The main course here is “Decay is a Womb”, a nine-minute opus that opens with thoroughly monastic, multi-part harmonies, crackling minor key guitar chords, and pulsing, tribal drumming.  The extreme low end vocals, which directly nod to Tuvan throat singing, are beautifully countered by the vocal triad of Joe Hues (guitar), Ross Bradley (bass) and Fred Grabosky, before the shrill noise acrobatics of Jordan Stiff and dual guitar lines of Hues and Kieth Riecke kick in.  There’s some subtle industrial crunch running through the sludge but the rhythm is never stiff.  It manages to pulsate with the biological metaphors at play.  With an intensity that vacillates between agony and jubilation, the nameless narrator intones: “I yield to the heat of decay / Rebirth between the black astral plane / In loam, a time lapse churns my body back to the earth / Swallow me.

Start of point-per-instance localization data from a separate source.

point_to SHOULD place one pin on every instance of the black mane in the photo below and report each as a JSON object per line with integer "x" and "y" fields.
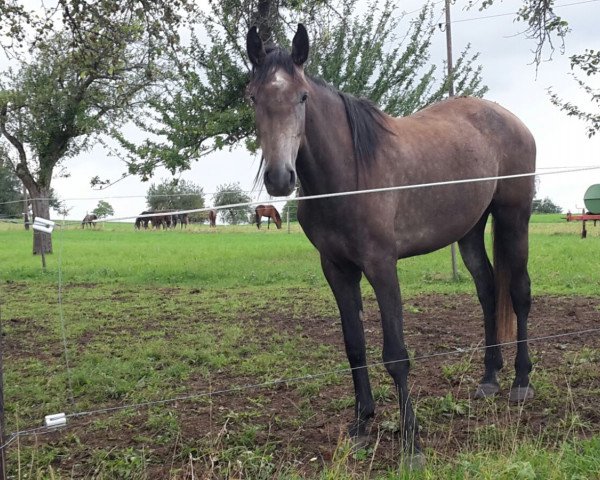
{"x": 366, "y": 120}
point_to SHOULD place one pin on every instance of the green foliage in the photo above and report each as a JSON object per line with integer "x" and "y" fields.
{"x": 543, "y": 24}
{"x": 231, "y": 194}
{"x": 545, "y": 205}
{"x": 104, "y": 209}
{"x": 589, "y": 63}
{"x": 364, "y": 56}
{"x": 166, "y": 323}
{"x": 177, "y": 195}
{"x": 359, "y": 53}
{"x": 10, "y": 191}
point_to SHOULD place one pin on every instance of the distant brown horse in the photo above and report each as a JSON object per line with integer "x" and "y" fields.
{"x": 89, "y": 220}
{"x": 184, "y": 220}
{"x": 212, "y": 218}
{"x": 268, "y": 211}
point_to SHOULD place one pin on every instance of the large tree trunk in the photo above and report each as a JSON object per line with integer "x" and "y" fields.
{"x": 40, "y": 201}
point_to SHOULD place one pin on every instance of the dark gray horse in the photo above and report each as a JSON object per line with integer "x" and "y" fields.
{"x": 334, "y": 142}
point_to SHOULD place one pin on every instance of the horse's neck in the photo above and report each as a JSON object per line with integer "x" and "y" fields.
{"x": 326, "y": 159}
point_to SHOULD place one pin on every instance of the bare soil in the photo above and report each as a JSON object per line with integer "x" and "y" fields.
{"x": 303, "y": 431}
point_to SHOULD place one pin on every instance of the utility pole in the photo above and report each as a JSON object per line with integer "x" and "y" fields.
{"x": 450, "y": 94}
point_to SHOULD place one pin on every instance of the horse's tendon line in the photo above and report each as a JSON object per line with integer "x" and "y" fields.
{"x": 353, "y": 192}
{"x": 36, "y": 430}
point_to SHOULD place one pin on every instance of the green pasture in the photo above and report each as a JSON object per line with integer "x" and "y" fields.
{"x": 228, "y": 257}
{"x": 149, "y": 315}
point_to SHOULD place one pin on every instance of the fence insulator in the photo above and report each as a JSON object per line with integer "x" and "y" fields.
{"x": 55, "y": 420}
{"x": 43, "y": 225}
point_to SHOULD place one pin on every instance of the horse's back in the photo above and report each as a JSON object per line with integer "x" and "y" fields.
{"x": 454, "y": 140}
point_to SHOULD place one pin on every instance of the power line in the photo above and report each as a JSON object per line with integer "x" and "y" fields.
{"x": 356, "y": 192}
{"x": 485, "y": 17}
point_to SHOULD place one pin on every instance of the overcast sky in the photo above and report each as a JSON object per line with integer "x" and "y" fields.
{"x": 506, "y": 57}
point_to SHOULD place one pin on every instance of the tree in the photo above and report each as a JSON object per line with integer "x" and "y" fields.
{"x": 177, "y": 195}
{"x": 11, "y": 195}
{"x": 231, "y": 194}
{"x": 545, "y": 206}
{"x": 104, "y": 209}
{"x": 78, "y": 82}
{"x": 589, "y": 63}
{"x": 206, "y": 109}
{"x": 544, "y": 26}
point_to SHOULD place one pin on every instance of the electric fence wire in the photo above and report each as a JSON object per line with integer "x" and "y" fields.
{"x": 317, "y": 375}
{"x": 355, "y": 192}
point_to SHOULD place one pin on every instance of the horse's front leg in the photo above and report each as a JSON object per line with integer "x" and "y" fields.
{"x": 383, "y": 276}
{"x": 344, "y": 281}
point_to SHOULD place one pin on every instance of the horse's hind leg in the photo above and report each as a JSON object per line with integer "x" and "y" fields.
{"x": 511, "y": 233}
{"x": 474, "y": 255}
{"x": 344, "y": 281}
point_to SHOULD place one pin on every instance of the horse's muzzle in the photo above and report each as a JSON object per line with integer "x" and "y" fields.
{"x": 280, "y": 182}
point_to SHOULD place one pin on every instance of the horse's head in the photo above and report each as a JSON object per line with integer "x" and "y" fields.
{"x": 279, "y": 92}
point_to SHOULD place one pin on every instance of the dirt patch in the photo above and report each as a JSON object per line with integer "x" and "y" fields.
{"x": 299, "y": 427}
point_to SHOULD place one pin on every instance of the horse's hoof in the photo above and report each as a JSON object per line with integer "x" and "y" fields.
{"x": 521, "y": 394}
{"x": 485, "y": 390}
{"x": 359, "y": 442}
{"x": 414, "y": 461}
{"x": 359, "y": 432}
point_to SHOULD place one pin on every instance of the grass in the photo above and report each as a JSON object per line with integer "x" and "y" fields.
{"x": 153, "y": 315}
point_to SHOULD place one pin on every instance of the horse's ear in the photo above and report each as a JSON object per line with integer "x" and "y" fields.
{"x": 300, "y": 46}
{"x": 255, "y": 47}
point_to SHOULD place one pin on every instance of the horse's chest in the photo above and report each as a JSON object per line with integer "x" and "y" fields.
{"x": 336, "y": 236}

Rip me away”. It never get back to the delicacy of the opening, but the melody coursing through the song makes the furious eruption of instrumental noise and wordless screams at the end that much more gratifying.

The instrumental “bonus track” of the digital download, “Where Life Springs Forth” is an interesting ambient palate cleanser.  After the life/death/decay/rebirth themes of the first track, the synth-electronic soundscape had me thinking about Godflesh at Justin Broadrick’s most industrial moments and Eraserhead sets blasted by radiation.  This echoey nightmare doesn’t seem to evoke any humanity, or any life whatsoever.  This extended transition is a perfect bridge to Manikineter’s post-apocalyptic avant garde noise wizardry.

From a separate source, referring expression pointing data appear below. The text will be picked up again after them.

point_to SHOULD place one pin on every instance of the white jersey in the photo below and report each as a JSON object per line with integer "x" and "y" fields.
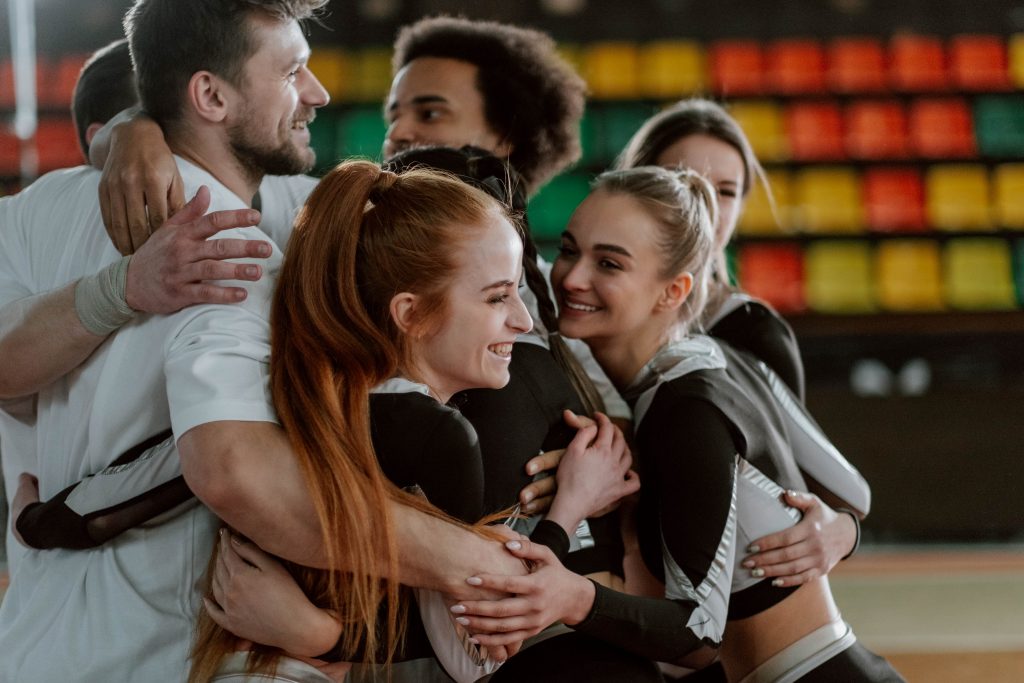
{"x": 17, "y": 447}
{"x": 125, "y": 611}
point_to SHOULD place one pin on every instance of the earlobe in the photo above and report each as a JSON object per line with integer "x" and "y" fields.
{"x": 403, "y": 311}
{"x": 676, "y": 292}
{"x": 207, "y": 96}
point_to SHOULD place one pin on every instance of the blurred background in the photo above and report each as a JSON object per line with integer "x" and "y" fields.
{"x": 893, "y": 135}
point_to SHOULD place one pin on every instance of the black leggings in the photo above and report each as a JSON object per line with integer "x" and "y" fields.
{"x": 573, "y": 656}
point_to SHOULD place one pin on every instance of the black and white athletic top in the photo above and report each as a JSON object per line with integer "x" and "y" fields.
{"x": 719, "y": 437}
{"x": 751, "y": 325}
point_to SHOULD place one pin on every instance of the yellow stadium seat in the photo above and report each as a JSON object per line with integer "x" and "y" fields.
{"x": 1008, "y": 183}
{"x": 764, "y": 125}
{"x": 334, "y": 70}
{"x": 979, "y": 274}
{"x": 827, "y": 200}
{"x": 957, "y": 197}
{"x": 672, "y": 69}
{"x": 909, "y": 275}
{"x": 371, "y": 74}
{"x": 611, "y": 70}
{"x": 758, "y": 217}
{"x": 839, "y": 278}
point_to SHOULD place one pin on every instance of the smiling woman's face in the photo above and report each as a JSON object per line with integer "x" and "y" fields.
{"x": 607, "y": 278}
{"x": 471, "y": 347}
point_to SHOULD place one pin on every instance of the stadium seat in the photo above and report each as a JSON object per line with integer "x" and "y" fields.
{"x": 56, "y": 144}
{"x": 737, "y": 68}
{"x": 979, "y": 274}
{"x": 839, "y": 276}
{"x": 1008, "y": 183}
{"x": 876, "y": 130}
{"x": 762, "y": 121}
{"x": 815, "y": 131}
{"x": 796, "y": 68}
{"x": 775, "y": 273}
{"x": 856, "y": 66}
{"x": 894, "y": 200}
{"x": 550, "y": 211}
{"x": 918, "y": 63}
{"x": 979, "y": 63}
{"x": 612, "y": 70}
{"x": 360, "y": 133}
{"x": 334, "y": 70}
{"x": 673, "y": 69}
{"x": 1016, "y": 58}
{"x": 957, "y": 197}
{"x": 941, "y": 128}
{"x": 827, "y": 201}
{"x": 909, "y": 275}
{"x": 758, "y": 216}
{"x": 999, "y": 125}
{"x": 371, "y": 74}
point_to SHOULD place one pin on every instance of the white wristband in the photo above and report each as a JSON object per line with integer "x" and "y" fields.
{"x": 99, "y": 299}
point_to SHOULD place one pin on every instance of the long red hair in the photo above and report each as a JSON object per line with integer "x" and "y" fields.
{"x": 364, "y": 236}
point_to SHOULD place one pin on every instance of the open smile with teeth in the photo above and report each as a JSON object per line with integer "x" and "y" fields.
{"x": 572, "y": 305}
{"x": 504, "y": 349}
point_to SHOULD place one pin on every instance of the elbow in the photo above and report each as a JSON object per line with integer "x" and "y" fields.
{"x": 214, "y": 470}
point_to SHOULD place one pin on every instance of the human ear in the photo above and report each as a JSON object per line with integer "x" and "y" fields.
{"x": 206, "y": 94}
{"x": 403, "y": 311}
{"x": 676, "y": 292}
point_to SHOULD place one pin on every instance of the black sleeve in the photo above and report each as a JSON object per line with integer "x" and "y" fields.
{"x": 688, "y": 467}
{"x": 759, "y": 330}
{"x": 142, "y": 483}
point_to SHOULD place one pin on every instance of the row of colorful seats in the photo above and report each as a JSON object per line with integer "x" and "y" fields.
{"x": 907, "y": 62}
{"x": 899, "y": 274}
{"x": 56, "y": 146}
{"x": 54, "y": 80}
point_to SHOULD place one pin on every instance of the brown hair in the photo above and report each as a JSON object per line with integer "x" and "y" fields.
{"x": 685, "y": 205}
{"x": 104, "y": 87}
{"x": 693, "y": 117}
{"x": 364, "y": 236}
{"x": 532, "y": 98}
{"x": 172, "y": 39}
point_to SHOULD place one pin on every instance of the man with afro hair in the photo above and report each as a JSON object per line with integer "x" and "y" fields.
{"x": 493, "y": 85}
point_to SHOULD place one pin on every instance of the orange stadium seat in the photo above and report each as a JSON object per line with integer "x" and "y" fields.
{"x": 815, "y": 131}
{"x": 796, "y": 67}
{"x": 918, "y": 63}
{"x": 979, "y": 62}
{"x": 876, "y": 130}
{"x": 941, "y": 128}
{"x": 737, "y": 68}
{"x": 894, "y": 200}
{"x": 856, "y": 66}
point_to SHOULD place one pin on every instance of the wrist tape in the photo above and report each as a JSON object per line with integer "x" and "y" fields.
{"x": 99, "y": 299}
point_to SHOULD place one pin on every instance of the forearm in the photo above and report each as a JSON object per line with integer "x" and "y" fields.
{"x": 246, "y": 473}
{"x": 41, "y": 340}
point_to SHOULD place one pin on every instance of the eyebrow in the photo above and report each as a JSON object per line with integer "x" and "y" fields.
{"x": 499, "y": 284}
{"x": 615, "y": 249}
{"x": 421, "y": 99}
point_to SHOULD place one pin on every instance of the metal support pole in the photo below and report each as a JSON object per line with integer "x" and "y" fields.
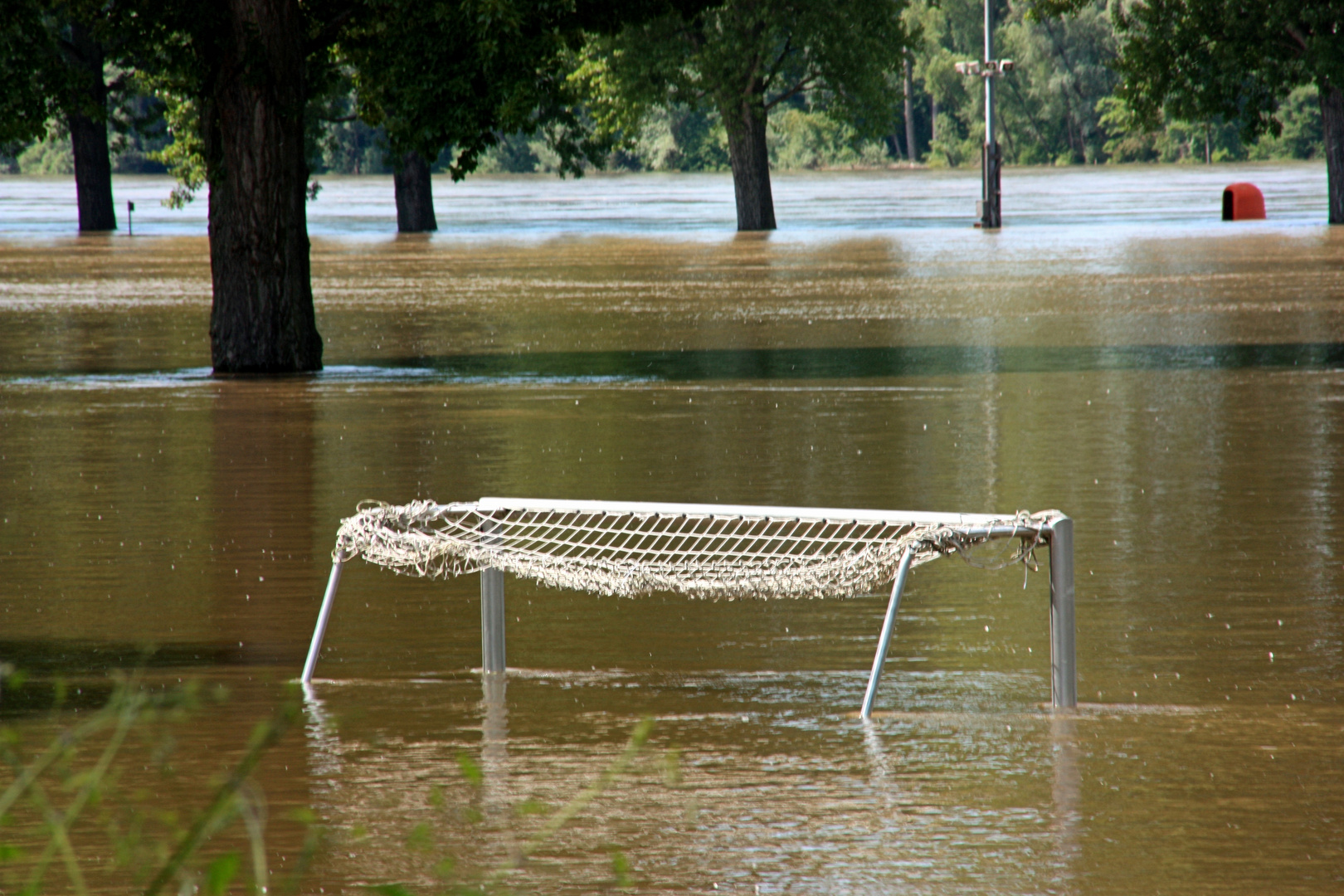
{"x": 1064, "y": 668}
{"x": 884, "y": 641}
{"x": 492, "y": 620}
{"x": 492, "y": 609}
{"x": 991, "y": 158}
{"x": 320, "y": 631}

“We Don’t Remember Asking” opens as a near inverse of “Decay is a Womb” – a single voice intones a chant, but this isn’t the unifying uplift of “Decay” – this is quavering, extended, looping into inhuman manipulations while an intensely distorted voice rambles under layers of static.  The voice crackles on for minutes at a time, a ghost in the machine, until it’s buried under layers of synth and drum machines.  Synth bass and sparse drum machine fills emerge from the background before Carl Kavorkian’s lyrics flow out like missives from a numbers station.  With the mechanized, steady pattern of his words, it almost feels safely repetitive until a shrieking voice breaks out, describing horrific surreal images: “Despot’s Chest poked, brain in sight thru nose” really stuck with me in a viscerally unsettling way.

Manikineter’s bonus track here, “Shoot the Chalice (Re-Mixed)” is a deeply distressing noise nightmare.  If God Root’s purely instrumental track toyed with post-humanism, this is a straight out antinatalist dirge.  If there’s anything vaguely biological here, it’s the buzzing of carrion flies, the shrieks of metal and machinery that evokes pure agony, the endless looping of synthesized screams forever and ever amen.  This is advanced level noise mastery here with occasional glowing notes thrown in above the miasma.  True disciples of auditory pain will love this – others may be left cradling their precious eardrums.

As a whole, “The Dirt Will Reclaim All It Has Lost” functions how the best splits always do – it pulled me in with one thing I love and introduced me to something else I’d love to learn more about.  The fact that it does so in a cross-genre way is even more exciting and, frankly, something more “EXTREME METAL” bands should consider.  The palettes of so many seemingly disparate scenes are cross pollinating and colliding in ways that go far beyond the simplified “rap meets metal!” cover stories that flooded Hit Parader and a million other shitty magazines that littered my floor as a seventh grader.  Instead, we have two really interesting, important underground musicians on the cusp of even bigger things, both ruminating on themes of decay, loss, death, and chaos.  The fact that I want to see the ways they intersect and diverge beyond this record means I can only see this brief experiment as an unmitigated success.